Department of Farm Animal Health, Faculty of Veterinary Medicine, Utrecht University, PO Box 80151, 3508 TD Utrecht, the Netherlands.
Department of Farm Animal Health, Faculty of Veterinary Medicine, Utrecht University, PO Box 80151, 3508 TD Utrecht, the Netherlands.
J Dairy Sci. 2012 Sep;95(9):4886-4898. doi: 10.3168/jds.2011-4417.
The objective of this study was to assess the quality of a diagnostic model for the detection of hyperketonemia in early lactation dairy cows at test days. This diagnostic model comprised acetone and β-hydroxybutyrate (BHBA) concentrations in milk, as determined by Fourier transform infrared (FTIR) spectroscopy, in addition to other available test-day information. Plasma BHBA concentration was determined at a regular test day in 1,678 cows between 5 and 60 d in milk, originating from 118 randomly selected farms in the Netherlands. The observed prevalence of hyperketonemia (defined as plasma BHBA ≥1,200 µmol/L) was 11.2%. The value of FTIR predictions of milk acetone and milk BHBA concentrations as single tests for hyperketonemia were found limited, given the relatively large number of false positive test-day results. Therefore, a multivariate logistic regression model with a random herd effect was constructed, using parity, season, milk fat-to-protein ratio, and FTIR predictions of milk acetone and milk BHBA as predictive variables. This diagnostic model had 82.4% sensitivity and 83.8% specificity at the optimal cutoff value (defined as maximum sum of sensitivity and specificity) for the detection of hyperketonemia at test days. Increasing the cutoff value of the model to obtain a specificity of 95% increased the predicted value of a positive test result to 56.5%. Confirmation of test-positive samples with wet chemistry analysis of milk acetone or milk BHBA concentrations (serial testing) improved the diagnostic performance of the test procedure.
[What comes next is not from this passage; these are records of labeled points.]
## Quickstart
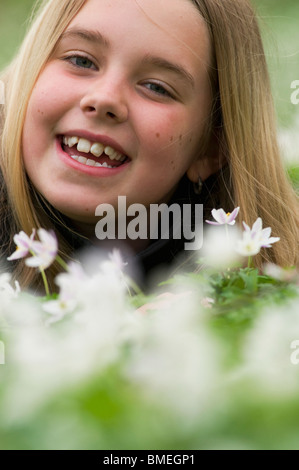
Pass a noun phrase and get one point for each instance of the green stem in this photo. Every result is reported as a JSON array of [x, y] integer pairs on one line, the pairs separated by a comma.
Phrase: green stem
[[130, 283], [62, 263], [45, 282], [226, 231]]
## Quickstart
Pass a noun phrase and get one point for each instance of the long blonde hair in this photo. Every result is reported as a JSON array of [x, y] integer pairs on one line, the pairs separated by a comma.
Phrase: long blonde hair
[[243, 116]]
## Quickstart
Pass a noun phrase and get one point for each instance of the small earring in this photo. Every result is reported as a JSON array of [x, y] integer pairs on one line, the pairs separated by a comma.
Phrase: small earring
[[197, 187]]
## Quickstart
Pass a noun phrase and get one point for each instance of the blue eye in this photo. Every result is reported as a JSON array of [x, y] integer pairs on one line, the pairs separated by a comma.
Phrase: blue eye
[[158, 89], [81, 61]]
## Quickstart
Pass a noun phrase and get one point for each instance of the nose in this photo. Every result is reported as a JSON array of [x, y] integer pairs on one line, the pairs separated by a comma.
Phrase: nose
[[105, 100]]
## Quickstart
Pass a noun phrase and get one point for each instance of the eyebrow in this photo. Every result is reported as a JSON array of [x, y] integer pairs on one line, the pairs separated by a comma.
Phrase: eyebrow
[[159, 62], [87, 35]]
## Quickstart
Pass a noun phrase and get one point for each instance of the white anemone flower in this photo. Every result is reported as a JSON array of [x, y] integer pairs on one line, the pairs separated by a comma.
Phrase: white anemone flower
[[24, 245], [224, 218], [44, 251]]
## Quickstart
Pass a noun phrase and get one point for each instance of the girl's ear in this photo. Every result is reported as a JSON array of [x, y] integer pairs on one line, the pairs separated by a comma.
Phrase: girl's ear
[[208, 164]]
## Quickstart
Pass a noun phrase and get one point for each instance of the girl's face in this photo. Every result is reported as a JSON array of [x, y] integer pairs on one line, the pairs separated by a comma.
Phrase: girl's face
[[120, 107]]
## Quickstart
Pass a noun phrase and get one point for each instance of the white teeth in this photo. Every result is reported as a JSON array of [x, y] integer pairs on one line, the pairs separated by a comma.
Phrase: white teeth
[[97, 149], [71, 141], [82, 160], [89, 162], [109, 151], [83, 146]]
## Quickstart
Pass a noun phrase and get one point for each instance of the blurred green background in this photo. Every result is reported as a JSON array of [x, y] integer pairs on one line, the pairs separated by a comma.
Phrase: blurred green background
[[280, 27]]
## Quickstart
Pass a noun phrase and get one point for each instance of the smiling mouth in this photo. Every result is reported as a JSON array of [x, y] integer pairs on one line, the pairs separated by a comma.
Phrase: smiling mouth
[[93, 154]]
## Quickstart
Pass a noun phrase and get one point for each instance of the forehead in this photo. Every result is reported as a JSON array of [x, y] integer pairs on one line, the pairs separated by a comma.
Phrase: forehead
[[173, 26]]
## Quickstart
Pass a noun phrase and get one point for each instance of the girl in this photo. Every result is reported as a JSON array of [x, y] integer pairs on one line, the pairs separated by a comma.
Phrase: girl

The presented model was considered not suitable for individual detection of cows with ketosis due to the length of the test-day interval and the low positive predictive values of the investigated test procedures. The diagnostic model is, in our opinion, valuable for herd-level monitoring of hyperketonemia, especially when the model is combined with wet chemistry analysis of milk acetone or milk BHBA concentrations. By using the diagnostic model in combination with wet chemistry milk BHBA analysis, 84% of herds were correctly classified at a 10% alarm-level prevalence. As misclassification of herds may particularly occur when only a limited number of fresh cows are sampled, we suggest using prevalence estimates over several consecutive test days to evaluate feeding and management practices in smaller dairy farms.
本研究旨在评估一种用于检测泌乳早期奶牛酮血症的诊断模型在检测日的检测质量。该诊断模型包括通过傅里叶变换红外(FTIR)光谱法测定的牛奶中的丙酮和β-羟丁酸(BHBA)浓度,以及其他可用的检测日信息。在荷兰 118 个随机选择的农场中,对 1678 头处于泌乳 5-60d 的奶牛,在常规检测日测定血浆 BHBA 浓度。观察到的酮血症(定义为血浆 BHBA≥1200μmol/L)的患病率为 11.2%。由于假阳性检测日结果数量较多,FTIR 预测牛奶丙酮和牛奶 BHBA 浓度作为酮血症单一检测方法的价值有限。因此,构建了一个具有随机畜群效应的多元逻辑回归模型,使用胎次、季节、乳脂-蛋白比以及 FTIR 预测的牛奶丙酮和牛奶 BHBA 作为预测变量。该诊断模型在最佳截断值(定义为检测日酮血症检测的灵敏度和特异性之和最大)时,对检测日酮血症的检测具有 82.4%的灵敏度和 83.8%的特异性。将模型的截断值增加到 95%特异性,可将阳性检测结果的预测值提高到 56.5%。通过对牛奶丙酮或牛奶 BHBA 浓度进行湿化学分析(连续检测)对阳性检测样本进行确认,提高了检测程序的诊断性能。由于检测日间隔较长且所研究检测程序的阳性预测值较低,因此该模型不适合用于个体检测奶牛酮病。我们认为,该诊断模型对于酮血症的群体监测是有价值的,特别是当模型与牛奶丙酮或牛奶 BHBA 浓度的湿化学分析相结合使用时。通过使用诊断模型结合湿化学牛奶 BHBA 分析,在 10%的报警水平患病率下,84%的畜群得到了正确分类。由于仅对有限数量的新产奶牛进行采样时可能会发生畜群的错误分类,因此我们建议在几个连续的检测日使用患病率估计值来评估小型奶牛场的饲养和管理实践。